"proof" A is a Hermitian Matrix

7k Views Asked by At

For an arbitrary complex matrix A show that $$A*A^\dagger$$ is Hermitian.

Where the dagger "$\dagger$" stands for the "complex conjugate and transpose" operators.

From what I understand this must mean that $$A*A^\dagger = [A*A^\dagger]^\dagger$$ But I am stuck. I don't really understand the properties of the complex conjugate function with Matrices.

2

There are 2 best solutions below

0
On BEST ANSWER

The key properties you need are the fact that hermitian-conjugating twice returns you to where you started, $$(A^\ast)^\ast=A$$ (which holds because it holds for both transposing and complex-conjugating), and the formula for the conjugate of a product, $$(AB)^\ast=B^\ast A^\ast,$$ which is inherited from the identical transpose formula and is unchanged by complex conjugation.
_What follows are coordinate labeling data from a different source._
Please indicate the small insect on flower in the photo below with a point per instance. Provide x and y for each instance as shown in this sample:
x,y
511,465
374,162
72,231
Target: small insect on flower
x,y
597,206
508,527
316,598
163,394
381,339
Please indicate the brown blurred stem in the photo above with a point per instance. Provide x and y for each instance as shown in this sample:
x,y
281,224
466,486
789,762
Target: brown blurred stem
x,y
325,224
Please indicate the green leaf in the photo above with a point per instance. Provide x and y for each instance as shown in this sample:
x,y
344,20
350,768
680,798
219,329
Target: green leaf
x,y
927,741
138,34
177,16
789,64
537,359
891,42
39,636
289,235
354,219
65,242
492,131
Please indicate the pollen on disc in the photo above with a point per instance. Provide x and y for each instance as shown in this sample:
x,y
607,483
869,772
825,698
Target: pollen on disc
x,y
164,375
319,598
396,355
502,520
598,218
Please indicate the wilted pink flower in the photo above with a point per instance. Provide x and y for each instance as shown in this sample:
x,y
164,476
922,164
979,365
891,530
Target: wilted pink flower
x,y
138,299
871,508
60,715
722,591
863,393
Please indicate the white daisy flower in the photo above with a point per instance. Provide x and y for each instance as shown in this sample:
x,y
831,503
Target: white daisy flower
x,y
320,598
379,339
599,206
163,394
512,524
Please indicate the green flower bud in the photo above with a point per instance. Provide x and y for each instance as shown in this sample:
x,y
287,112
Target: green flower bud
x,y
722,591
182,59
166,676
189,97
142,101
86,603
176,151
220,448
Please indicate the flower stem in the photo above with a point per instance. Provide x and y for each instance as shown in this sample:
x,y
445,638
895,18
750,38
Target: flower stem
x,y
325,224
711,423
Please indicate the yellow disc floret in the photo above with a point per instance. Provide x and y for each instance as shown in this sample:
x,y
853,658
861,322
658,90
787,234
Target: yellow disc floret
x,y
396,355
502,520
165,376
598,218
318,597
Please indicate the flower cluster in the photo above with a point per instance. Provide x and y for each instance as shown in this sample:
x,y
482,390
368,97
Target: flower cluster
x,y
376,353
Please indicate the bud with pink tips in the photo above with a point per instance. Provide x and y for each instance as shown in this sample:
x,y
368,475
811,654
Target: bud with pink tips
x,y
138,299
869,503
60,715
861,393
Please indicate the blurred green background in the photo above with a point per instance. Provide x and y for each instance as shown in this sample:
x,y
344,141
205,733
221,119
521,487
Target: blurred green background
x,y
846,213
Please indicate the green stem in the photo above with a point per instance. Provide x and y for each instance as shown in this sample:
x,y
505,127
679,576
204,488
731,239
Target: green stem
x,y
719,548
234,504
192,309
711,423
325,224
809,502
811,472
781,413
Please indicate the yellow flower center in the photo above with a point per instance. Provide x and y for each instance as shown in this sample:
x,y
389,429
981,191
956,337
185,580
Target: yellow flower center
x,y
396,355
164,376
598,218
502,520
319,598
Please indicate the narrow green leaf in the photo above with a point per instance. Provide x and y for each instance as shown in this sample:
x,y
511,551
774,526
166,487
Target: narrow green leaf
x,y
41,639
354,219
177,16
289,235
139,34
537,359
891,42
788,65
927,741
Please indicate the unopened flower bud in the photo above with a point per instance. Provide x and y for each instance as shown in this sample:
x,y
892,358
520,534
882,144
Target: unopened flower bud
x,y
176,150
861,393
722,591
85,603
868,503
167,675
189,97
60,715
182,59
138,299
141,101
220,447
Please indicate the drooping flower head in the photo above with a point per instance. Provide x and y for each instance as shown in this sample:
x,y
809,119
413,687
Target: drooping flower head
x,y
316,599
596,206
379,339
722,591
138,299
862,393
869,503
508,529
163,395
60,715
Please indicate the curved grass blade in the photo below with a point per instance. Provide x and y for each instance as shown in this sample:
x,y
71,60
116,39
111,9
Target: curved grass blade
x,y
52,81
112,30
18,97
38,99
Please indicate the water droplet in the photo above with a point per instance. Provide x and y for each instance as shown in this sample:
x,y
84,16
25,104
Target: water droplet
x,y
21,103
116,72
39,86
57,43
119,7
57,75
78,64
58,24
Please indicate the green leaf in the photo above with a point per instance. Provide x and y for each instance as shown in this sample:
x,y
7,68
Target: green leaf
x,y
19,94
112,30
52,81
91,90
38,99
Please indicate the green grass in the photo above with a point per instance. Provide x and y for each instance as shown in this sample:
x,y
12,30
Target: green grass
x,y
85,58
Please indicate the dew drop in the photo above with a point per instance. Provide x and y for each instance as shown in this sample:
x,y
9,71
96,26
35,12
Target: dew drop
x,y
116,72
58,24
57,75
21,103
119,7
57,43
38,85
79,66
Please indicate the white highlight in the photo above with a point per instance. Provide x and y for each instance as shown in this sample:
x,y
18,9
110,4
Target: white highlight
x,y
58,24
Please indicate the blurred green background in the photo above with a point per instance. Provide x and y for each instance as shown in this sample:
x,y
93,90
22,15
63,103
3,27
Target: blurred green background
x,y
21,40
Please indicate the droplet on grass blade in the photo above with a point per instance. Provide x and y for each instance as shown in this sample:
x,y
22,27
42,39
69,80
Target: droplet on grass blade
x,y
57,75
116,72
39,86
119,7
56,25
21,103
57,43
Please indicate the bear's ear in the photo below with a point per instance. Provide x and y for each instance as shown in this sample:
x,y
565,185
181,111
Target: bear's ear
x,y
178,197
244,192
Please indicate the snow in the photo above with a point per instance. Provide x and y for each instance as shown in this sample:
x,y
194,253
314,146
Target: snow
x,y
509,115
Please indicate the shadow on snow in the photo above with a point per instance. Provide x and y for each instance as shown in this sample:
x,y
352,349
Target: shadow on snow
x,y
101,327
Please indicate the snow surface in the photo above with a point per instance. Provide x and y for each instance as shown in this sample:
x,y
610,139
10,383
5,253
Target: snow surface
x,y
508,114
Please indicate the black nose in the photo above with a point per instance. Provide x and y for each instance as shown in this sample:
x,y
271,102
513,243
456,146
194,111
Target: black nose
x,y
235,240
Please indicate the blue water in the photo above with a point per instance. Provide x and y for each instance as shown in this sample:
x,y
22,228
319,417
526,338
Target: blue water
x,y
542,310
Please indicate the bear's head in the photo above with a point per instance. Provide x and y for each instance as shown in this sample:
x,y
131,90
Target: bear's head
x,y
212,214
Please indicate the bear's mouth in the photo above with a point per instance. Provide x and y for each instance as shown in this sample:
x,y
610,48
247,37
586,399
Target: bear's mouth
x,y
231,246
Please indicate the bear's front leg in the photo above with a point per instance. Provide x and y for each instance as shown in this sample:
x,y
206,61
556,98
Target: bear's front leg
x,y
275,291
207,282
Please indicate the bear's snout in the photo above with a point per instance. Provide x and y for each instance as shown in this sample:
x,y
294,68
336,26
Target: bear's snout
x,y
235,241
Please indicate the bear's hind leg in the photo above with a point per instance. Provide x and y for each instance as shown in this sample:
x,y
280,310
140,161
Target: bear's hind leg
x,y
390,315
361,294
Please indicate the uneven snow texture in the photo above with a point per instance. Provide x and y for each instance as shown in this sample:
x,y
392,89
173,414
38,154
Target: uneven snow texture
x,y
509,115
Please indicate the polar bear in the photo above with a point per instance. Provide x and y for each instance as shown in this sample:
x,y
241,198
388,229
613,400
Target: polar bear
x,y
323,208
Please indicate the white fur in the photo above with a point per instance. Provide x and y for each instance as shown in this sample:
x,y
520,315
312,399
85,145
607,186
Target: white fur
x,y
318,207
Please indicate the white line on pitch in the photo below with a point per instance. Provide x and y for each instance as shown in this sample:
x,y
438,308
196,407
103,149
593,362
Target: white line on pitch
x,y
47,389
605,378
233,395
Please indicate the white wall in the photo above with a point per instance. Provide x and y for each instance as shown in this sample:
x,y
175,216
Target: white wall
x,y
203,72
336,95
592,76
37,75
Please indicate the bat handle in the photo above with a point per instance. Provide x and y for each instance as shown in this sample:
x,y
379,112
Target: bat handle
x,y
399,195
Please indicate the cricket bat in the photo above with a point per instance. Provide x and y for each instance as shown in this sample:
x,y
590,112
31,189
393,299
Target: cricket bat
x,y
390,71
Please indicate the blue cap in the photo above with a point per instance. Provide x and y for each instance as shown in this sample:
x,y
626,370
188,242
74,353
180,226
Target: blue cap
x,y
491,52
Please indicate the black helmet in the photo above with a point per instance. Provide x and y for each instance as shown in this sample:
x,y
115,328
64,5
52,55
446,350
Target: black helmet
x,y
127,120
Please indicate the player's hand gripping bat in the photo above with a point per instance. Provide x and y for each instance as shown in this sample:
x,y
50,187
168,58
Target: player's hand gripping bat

Of course, you can also prove both formulas from the (real) definition of the conjugate of $A$, namely that for all $u$ and $v$ you get $\langle A u,v\rangle=\langle u, A^\ast v\rangle$, as Nick points out.

2
On

This is perhaps different than the way it's presented in physics class, but it's better and generalizes easily to infinite dimensional spaces and non-Hilbert spaces. Use the mathematicians definition of adjoint: $A^t$ is adjoint to $A$ iff $(A u,v)=(u,A^t v)$ for all possible $u,v$.

Then bringing the operators over one at a time and using associativity of matrix multiplication yields:

$$(AA^t u,v)=(A^t u,A^t v)=(u,AA^t v)$$

So by the above definition $AA^t$ is adjoint to itself.